Where have all the flowers gone?

An experience in a food hall the other night reminded me of a hard truth in a vivid way. The food hall is situated in a shopping mall 400 metres away from a railway terminus. Though geographically placed at the centre of the city and adjacent to the harbour, this neighbourhood is nowhere for dating, partying or shopping. At late dinner hours I walked into this enormous food hall, after seeing a movie in a cinema which was patronised by a foreign couple and me. The movie was Standing In The Shadow Of Motown. Joan Osborne's powerful What Become Of The Broken-Hearted was whirling in my head. My eyes, as usual, surveyed the hall for girls, old and young alike. There were quite a number of them, not too few in fact, considering that the hall was in fact 80 per cent empty. Quite some of them were accompanied by a boyfriend. Soon I realised that the girls in this hall had one thing in common: they are not beautiful, nor pretty, nor charming. It was disappointing, and intriguing, because my experience in shopping malls of comparable grade of decoration in urban areas is associated with pleasant sights of decent girls and occasional surprises. This supposedly four-star shopping mall was peopled by over-worked employees, college students, derelicts like me, and lovers on budget. I would not call it the triumph of egalitarianism. I looked at it in the mean way: Charming women have better deals.

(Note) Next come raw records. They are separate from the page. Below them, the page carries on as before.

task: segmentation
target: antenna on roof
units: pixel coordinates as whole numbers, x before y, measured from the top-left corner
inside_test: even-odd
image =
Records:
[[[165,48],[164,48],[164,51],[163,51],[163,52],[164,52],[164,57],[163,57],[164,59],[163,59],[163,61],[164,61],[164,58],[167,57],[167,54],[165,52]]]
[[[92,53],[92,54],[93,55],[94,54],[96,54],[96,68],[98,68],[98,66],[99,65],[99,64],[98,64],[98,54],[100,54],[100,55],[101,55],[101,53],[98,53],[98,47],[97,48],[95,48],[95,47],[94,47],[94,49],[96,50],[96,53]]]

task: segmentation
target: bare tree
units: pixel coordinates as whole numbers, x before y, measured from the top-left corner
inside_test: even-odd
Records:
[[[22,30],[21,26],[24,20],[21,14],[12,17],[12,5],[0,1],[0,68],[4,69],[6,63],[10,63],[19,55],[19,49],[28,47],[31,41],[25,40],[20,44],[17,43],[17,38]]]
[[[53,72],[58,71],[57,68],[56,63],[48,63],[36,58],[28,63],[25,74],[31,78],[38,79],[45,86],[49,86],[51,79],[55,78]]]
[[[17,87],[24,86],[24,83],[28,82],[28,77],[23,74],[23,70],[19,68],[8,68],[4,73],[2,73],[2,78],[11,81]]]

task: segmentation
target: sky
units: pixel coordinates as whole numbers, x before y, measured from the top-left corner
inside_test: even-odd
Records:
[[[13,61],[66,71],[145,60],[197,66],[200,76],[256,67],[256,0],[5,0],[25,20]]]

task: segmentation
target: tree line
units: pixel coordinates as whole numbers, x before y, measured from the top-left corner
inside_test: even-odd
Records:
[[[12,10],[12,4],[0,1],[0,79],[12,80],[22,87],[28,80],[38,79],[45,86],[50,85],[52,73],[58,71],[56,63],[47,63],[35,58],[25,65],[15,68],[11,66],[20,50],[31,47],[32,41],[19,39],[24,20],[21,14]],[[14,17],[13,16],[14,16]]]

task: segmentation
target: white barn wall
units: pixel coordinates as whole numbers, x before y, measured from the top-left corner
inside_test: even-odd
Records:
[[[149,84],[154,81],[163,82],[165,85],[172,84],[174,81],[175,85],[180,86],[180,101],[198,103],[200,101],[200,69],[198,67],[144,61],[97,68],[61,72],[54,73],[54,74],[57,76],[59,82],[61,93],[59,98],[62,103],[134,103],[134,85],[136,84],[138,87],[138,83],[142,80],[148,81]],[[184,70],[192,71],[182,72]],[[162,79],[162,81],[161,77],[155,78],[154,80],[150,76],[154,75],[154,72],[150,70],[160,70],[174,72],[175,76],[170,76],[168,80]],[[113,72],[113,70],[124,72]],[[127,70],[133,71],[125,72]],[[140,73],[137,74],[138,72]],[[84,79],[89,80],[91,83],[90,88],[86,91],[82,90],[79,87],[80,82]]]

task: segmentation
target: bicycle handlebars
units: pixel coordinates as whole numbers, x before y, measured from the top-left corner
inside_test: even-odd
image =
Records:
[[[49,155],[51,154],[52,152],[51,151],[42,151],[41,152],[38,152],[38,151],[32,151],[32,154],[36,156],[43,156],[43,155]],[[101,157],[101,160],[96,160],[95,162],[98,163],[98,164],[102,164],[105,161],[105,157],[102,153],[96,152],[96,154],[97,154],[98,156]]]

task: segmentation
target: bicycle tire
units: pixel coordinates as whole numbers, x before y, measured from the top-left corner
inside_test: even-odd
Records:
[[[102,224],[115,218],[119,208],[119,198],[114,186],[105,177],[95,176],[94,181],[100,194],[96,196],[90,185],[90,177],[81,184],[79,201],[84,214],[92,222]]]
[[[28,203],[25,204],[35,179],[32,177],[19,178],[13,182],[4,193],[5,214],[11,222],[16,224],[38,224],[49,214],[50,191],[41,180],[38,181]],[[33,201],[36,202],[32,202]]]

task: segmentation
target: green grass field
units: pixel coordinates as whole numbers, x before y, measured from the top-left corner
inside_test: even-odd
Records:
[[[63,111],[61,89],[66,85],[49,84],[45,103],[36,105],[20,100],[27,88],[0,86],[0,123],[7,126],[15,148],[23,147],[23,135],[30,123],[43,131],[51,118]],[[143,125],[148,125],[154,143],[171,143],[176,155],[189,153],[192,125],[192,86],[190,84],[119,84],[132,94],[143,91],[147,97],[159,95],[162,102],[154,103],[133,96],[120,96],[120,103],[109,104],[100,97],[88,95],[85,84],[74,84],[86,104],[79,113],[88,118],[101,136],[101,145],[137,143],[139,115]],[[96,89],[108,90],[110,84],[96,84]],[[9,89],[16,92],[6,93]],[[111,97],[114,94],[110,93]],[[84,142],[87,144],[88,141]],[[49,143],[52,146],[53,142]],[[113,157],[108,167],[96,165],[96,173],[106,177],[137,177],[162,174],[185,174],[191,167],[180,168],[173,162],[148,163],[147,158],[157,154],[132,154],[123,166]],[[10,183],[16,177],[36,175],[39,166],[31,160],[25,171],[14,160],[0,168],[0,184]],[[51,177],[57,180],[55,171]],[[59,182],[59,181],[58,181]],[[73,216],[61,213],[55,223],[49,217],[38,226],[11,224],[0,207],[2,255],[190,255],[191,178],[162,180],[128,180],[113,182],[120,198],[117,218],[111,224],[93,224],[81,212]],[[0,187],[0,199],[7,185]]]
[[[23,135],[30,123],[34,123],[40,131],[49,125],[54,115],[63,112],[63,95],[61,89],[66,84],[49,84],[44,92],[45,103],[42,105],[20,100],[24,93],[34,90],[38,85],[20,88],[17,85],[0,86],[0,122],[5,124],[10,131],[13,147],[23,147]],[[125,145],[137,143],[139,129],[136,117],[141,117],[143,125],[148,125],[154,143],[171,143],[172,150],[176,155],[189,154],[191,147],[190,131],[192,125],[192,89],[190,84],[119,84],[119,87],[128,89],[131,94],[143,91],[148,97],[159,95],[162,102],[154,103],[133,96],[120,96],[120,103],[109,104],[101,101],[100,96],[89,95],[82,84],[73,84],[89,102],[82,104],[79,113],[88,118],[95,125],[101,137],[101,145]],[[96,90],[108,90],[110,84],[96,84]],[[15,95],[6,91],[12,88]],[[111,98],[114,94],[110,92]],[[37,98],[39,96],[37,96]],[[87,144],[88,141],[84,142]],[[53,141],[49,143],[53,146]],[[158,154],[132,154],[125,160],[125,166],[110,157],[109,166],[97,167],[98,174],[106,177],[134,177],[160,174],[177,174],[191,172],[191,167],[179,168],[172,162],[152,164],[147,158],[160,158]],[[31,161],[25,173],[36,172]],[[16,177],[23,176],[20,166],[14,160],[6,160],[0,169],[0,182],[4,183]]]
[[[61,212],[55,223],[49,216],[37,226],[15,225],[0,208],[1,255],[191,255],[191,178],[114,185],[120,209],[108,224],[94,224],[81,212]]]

At least two class systems operate in our society. The first is Marx's, defined by the quantity of productive resources wielded. The second indexes women by their appearance and derivatively indexes their lovers. The hard truth is that, for a woman, no matter how unrelated the two class positions are by her birth, they begin to converge when she reaches 20 and continue until she reaches 30 or in the exceptional cases a little bit further. For a man, his economic class status determines the grade of his mates. I wonder what the girls in the food hall felt. I could see some of them had entered the hall in high spirit. The hall is undeniably bright, new and spacious, in this way 'grand', I suppose. They capered, winked, fingered their hair, leered, swerved their heads, wiggled their hips, making every movement which is commonly identified with feminine charm. They were eager to know if they out-shone the other women in the vicinity. I could see many of them were soon satisfied. Self-confidence instantly gave their manner deportment a lift. Yes, nobody has got more charm than they have. But, hold on. The penny dropped. What is wrong with this place? Why is here not a single rival I can feel jealous of? Perhaps the aspirant ones were pondering. Yet I didn't see their men sweat.

I swear I will try not to bring girls to this food hall, if I have any. Where shall I bring my girls to? Good question indeed. Gorgeous babes are invited to exclusive clubs. Their reserve teammates' orbit is handily marked by the few talk-of-the-town restaurants and designer shops which advertise in foreign language magazines only. The respectable second league, in which I put well-off commercial class gentlewomen, grace the executive grade hotels and high street malls. There they are. But breaking through the glass ceiling and playing up one's league may be even more bitter than your girls' grudging brows. Either sit among your own comrades and lament and despise them and be despised by your girl, or act like a clown in the upper class and feel out of place and feel deserted by your girl. Is it the economy's fault? Do we have the recession to blame for this disturbing corner? In the good old days when money grew on trees and fell into our pockets like leaves, remember, the boundaries between rich and poor were so blurred. The only bounderies then were that between very rich and fairly rich, between the very rich and the potentially very rich or between the old rich and the new rich. Just like stones emerge from drying water, this economic drought has brought us back to old hard truth that we are not equal after all. Like the surviving fish is crowded in the remaining hole-fuls of water, our beauties gravitate towards the rich. Shrimps and tadpoles died scorched and envious.